Mergers and acquisitions are an effective mechanism for doing business, which has become firmly established in the practice of company development. Depending on the goals of corporations, M&A allows to strengthen its position in the market, create new competitive advantages, enter new markets sales, acquire the missing competencies, radically change the key parameters of the activity and improve the structure. 

Technological transactions with special specifics, in most cases, are viewed as traditional transactions in the M&A market, although they require special attention and a strategic approach on the part of companies interested in achieving sustainable advantages. Thus, ancillary services like CRM or data rooms that store your data play an important role in conducting M&A transactions.

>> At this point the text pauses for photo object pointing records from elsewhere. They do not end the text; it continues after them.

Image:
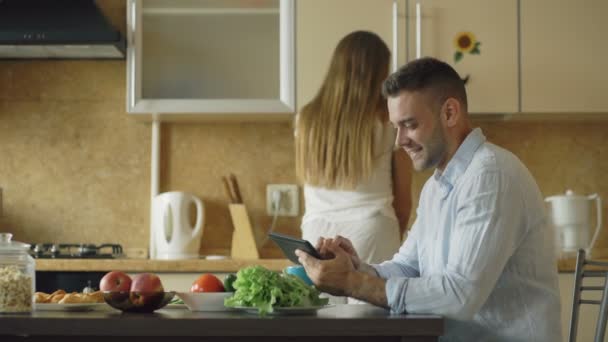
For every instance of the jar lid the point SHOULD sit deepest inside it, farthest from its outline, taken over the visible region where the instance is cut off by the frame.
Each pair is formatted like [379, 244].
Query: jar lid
[6, 245]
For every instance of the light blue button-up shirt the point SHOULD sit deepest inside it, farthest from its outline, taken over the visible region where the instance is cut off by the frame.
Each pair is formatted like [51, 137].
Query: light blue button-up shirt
[480, 253]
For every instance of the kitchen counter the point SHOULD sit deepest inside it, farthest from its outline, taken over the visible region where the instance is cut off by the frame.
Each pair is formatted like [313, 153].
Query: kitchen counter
[147, 265]
[360, 322]
[192, 265]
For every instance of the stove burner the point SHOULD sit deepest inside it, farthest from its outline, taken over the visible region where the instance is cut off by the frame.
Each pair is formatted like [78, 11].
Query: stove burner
[65, 251]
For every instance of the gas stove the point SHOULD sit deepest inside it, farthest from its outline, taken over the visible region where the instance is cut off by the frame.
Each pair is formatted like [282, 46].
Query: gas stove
[76, 251]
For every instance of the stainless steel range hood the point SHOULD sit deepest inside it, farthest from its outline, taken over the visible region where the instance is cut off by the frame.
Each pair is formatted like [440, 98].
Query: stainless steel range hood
[63, 29]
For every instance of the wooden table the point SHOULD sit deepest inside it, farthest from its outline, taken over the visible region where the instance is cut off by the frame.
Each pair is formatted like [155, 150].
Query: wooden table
[356, 322]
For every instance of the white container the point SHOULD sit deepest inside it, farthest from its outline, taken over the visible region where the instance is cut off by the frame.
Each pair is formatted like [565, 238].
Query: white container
[174, 236]
[572, 219]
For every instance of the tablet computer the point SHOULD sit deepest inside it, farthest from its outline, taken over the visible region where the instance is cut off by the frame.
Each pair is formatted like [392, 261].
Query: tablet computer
[289, 245]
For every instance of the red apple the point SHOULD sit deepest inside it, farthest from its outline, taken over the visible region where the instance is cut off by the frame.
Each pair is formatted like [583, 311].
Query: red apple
[146, 289]
[146, 282]
[115, 281]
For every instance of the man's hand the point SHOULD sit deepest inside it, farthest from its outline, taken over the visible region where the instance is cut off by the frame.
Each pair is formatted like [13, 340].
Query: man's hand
[344, 243]
[338, 276]
[329, 275]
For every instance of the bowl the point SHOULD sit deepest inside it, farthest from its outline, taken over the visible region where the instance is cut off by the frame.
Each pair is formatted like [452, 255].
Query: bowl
[205, 301]
[300, 272]
[138, 301]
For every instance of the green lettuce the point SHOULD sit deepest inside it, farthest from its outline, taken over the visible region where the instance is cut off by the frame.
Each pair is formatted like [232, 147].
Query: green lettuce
[258, 287]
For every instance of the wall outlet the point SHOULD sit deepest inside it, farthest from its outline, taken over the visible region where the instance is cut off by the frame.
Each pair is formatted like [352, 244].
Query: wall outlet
[289, 203]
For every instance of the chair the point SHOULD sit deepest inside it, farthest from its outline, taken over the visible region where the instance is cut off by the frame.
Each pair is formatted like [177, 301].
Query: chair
[600, 270]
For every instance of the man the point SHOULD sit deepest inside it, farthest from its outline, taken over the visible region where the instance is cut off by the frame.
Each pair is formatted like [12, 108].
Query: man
[480, 252]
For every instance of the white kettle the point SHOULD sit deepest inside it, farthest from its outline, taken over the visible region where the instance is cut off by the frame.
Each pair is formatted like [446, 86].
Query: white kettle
[174, 237]
[571, 217]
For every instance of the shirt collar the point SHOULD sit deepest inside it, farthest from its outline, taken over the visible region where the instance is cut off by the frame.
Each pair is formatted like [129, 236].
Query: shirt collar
[459, 162]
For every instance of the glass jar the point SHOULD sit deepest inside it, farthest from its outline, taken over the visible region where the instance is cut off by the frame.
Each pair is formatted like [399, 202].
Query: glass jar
[17, 276]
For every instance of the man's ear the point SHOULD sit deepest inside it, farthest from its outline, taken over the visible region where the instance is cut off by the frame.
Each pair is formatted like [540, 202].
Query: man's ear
[451, 112]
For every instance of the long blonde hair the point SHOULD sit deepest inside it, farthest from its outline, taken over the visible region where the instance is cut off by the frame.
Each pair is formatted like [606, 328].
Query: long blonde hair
[335, 131]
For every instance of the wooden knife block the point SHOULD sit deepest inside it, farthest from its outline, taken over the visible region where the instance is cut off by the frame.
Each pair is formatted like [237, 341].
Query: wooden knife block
[243, 239]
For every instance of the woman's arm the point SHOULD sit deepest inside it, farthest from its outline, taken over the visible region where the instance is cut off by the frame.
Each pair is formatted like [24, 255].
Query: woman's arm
[402, 188]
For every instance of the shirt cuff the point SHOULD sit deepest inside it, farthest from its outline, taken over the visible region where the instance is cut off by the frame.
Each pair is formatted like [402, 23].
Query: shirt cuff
[396, 288]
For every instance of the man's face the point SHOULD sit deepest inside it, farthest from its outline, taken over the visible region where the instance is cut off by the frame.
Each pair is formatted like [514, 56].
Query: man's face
[419, 130]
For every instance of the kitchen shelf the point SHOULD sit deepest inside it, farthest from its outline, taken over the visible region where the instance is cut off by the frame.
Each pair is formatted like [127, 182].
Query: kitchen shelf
[147, 265]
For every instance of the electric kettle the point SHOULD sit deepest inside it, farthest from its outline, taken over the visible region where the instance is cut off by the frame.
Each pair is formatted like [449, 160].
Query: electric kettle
[174, 236]
[571, 217]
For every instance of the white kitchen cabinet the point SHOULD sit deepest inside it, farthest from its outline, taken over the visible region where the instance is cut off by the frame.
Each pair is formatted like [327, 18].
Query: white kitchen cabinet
[492, 85]
[201, 59]
[320, 26]
[564, 56]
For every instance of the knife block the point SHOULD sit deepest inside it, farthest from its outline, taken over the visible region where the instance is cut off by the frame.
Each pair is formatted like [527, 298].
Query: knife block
[243, 239]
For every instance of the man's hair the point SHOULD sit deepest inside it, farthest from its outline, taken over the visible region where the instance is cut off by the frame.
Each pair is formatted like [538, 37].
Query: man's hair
[427, 74]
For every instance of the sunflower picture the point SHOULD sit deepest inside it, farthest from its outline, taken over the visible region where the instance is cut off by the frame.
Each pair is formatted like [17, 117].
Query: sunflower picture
[465, 42]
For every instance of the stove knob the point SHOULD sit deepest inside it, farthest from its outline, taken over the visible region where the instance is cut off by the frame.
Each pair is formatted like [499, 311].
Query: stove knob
[38, 249]
[55, 249]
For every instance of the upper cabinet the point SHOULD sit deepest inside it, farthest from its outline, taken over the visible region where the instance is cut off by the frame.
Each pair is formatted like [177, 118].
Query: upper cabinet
[479, 39]
[200, 59]
[322, 23]
[564, 56]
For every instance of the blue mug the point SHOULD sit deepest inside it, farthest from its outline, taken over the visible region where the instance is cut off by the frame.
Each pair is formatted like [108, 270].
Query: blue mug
[300, 272]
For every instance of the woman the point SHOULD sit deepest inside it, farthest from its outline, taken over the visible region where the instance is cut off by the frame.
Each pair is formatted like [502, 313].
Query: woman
[355, 183]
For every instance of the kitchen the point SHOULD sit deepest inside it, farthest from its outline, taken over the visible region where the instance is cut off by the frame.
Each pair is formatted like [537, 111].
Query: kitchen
[76, 166]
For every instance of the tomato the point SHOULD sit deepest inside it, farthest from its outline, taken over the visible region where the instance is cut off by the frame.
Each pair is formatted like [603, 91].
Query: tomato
[207, 283]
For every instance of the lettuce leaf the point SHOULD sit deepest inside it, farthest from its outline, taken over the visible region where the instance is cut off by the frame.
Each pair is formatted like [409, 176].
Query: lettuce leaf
[258, 287]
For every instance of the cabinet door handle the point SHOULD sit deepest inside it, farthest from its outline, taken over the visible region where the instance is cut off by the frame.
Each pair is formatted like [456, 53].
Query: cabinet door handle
[418, 30]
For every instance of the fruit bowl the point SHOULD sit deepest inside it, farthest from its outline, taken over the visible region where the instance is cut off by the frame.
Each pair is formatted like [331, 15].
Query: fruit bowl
[138, 301]
[205, 301]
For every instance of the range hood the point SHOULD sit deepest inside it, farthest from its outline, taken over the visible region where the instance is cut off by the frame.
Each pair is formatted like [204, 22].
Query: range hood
[64, 29]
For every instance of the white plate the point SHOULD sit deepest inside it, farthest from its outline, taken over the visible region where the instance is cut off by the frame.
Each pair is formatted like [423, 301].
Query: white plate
[71, 306]
[175, 306]
[295, 310]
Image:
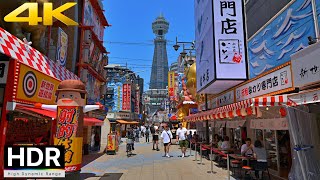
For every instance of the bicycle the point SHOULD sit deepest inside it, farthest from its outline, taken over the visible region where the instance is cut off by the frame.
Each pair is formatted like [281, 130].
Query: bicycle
[129, 147]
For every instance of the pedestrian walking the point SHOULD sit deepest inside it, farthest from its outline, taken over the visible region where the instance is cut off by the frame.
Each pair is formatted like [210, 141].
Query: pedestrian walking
[166, 136]
[147, 134]
[155, 137]
[182, 138]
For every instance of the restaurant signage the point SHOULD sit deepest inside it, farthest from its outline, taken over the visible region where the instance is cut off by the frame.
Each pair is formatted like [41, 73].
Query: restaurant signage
[235, 124]
[220, 124]
[270, 124]
[220, 45]
[306, 66]
[171, 83]
[306, 98]
[4, 66]
[275, 81]
[35, 87]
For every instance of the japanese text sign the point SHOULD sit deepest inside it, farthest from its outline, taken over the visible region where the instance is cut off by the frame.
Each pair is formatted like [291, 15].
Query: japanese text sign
[275, 81]
[171, 83]
[34, 86]
[270, 124]
[67, 126]
[220, 45]
[306, 66]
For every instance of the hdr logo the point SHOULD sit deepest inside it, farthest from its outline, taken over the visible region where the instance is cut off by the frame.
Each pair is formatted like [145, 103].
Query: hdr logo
[34, 161]
[48, 14]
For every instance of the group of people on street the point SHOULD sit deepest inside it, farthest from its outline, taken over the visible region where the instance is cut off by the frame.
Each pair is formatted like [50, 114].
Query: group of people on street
[166, 136]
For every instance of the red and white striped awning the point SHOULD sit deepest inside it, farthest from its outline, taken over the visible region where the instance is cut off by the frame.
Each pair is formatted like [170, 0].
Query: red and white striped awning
[240, 109]
[17, 49]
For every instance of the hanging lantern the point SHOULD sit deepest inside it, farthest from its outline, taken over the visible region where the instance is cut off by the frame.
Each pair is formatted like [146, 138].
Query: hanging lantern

A CRM system is software that helps to build a dialogue with customers as efficiently as possible and, as a result, increases product sales. The platform contains all the necessary information about users and the chronology of work with them – that is why this system is being implemented in many companies.

The tool allows you to divide the transaction process into the required number of stages, to build tactics of interaction on each of them, as well as to evaluate the effectiveness of managers. 

The system will be able to take over:

  • formation of documents by template;
  • setting tasks for managers;
  • keeping track of important dates;
  • sending SMS messages to clients;
  • creating online reports;
  • calculation of the cost of services.

In turn, Data Room is an easy way to collect data and provide access to it (including shared access via the Internet) with the ability to scale resources. This kind of service enhances versatility, provides a global scale, and allows you to get data anytime, in any place. The intended use is to store backups of files, sites, databases, as well as just static content.

5 Reasons to choose VDR 

Many existing Virtual Data Room utilities are very expensive, very expensive to set up, difficult to learn and cause many maintenance problems. But some of them provide tremendous basic benefits. This promises to save money, reduce overhead, and solve service problems. Some of the unique benefits of VDR are as follows:

  1. This solution is easy to set up, has no maintenance issues, is easy to customize, and does not require the involvement of already busy IT departments.
  2. VDR opens up global markets for acquisitions, mergers and acquisitions, and real estate contracts versus direct and paper-based transactions.
  3. You can access VDR 24/7 from any web browser. Important information can only be seen after authentication and authorization.
  4. The VDR can be accessed from anywhere immediately, making the process of due diligence noticeably faster.
  5. Provides administrative reports with a full audit of all uploaded files, and bidder logins, and tracking and alerting feature that confirms whether a client has received files or not.